D'autres espèces se sont bien sûr adaptées à vivre dans des environnements qui les ont poussés à exploiter d'autres domaines de longueurs d'ondes ou même d'autres propriétés de la lumière. L'exemple le plus impressionnant en est certainement la squille, ce petit crustacé multicolore d'une vingtaine de centimètres que l'on peut trouver dans l'océan Pacifique et Indien. Chef d’œuvre de la nature, celle-ci possède un champ de vision qui s'étend à l'ultraviolet et à l'infrarouge, des yeux dont chacun est capable de voir en 3 dimensions indépendamment de l'autre, et qui peut s'orienter, à la manière des abeilles, en détectant la direction des oscillations des ondes lumineuses !

 
Mais grâce aux télescopes, l'Humanité est bien la première espèce à pouvoir étaler son champ de perception à tout le spectre électromagnétique. Nos radiotélescopes scrutent les confins de l'univers, à la recherche des astres les plus étonnants: des pulsars, ces étoiles en fin de vie en rotation extrêmement rapides, aux noyaux actifs de galaxies, les objets les plus lumineux de l'univers. Grâce à eux, nous savons à présent que nous baignons tous dans la lumière rémanente du Big Bang, et nous étudions en détail les gigantesques nuages d'hydrogène qui donnent naissance aux étoiles.

L'astronomie infrarouge nous permet (entre autres) de sonder l'intérieur même des nébuleuses, complètement opaques dans le visible à cause de l'absorption de la lumière par les poussières interstellaires, révélant ainsi les étapes clés de la formation des étoiles.

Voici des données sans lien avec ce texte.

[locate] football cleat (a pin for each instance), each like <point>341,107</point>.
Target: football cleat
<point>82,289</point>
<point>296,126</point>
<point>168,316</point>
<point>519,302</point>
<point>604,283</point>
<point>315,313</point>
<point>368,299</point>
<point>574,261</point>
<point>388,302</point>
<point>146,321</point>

Quant aux rayonnements les plus énergétiques, comme les rayons X ou Gamma, ils sont pour la plupart absorbés par les molécules de l'atmosphère et n'atteignent pas le sol. Alors, pour scruter les événements les plus violents de l'univers, nous devons envoyer nos instruments dans l'espace.


 
Ces prothèses mécaniques nous permettent d'assister en direct à la mort des étoiles massives, qui prend forme dans une explosion cataclysmique, plus brillante qu'une galaxie toute entière. Nous découvrons de gigantesques jets de particules dans l'axe de rotation des pulsars, où la matière est éjectée à plus de la moitié de la vitesse de la lumière. Nous analysons en détail les éruptions solaires, responsables des aurores boréales et australes, et dont chaque panache gazeux projeté par notre astre pourrait à lui seul contenir plusieurs fois la Terre

Les images qui nous parviennent de ces télescopes révèlent un univers d'une stupéfiante complexité, en constante évolution, mais surtout d'une extraordinaire beauté. Le résultat d'un long travail de traitement d'images, impliquant souvent de superposer l'invisible et le visible, rendant l'imperceptible perceptible, élevant les astronomes au rang d'artistes dont l'univers est la toile.

 
Mais alors, quel univers verrions-nous si nous pouvions balayer l'intégralité du spectre électromagnétique ?
C'est la question que je vous propose d'explorer, à travers une série de GIF animés réalisés par votre serviteur (et pouvant être utilisés sans modération, vous avez ma permission ;p), à partir des images de l'excellent site Cool Cosmos.

 La galerie se trouve ici: L'essentiel est invisible pour les yeux

  La Voie Lactée, notre galaxie
Keep looking up !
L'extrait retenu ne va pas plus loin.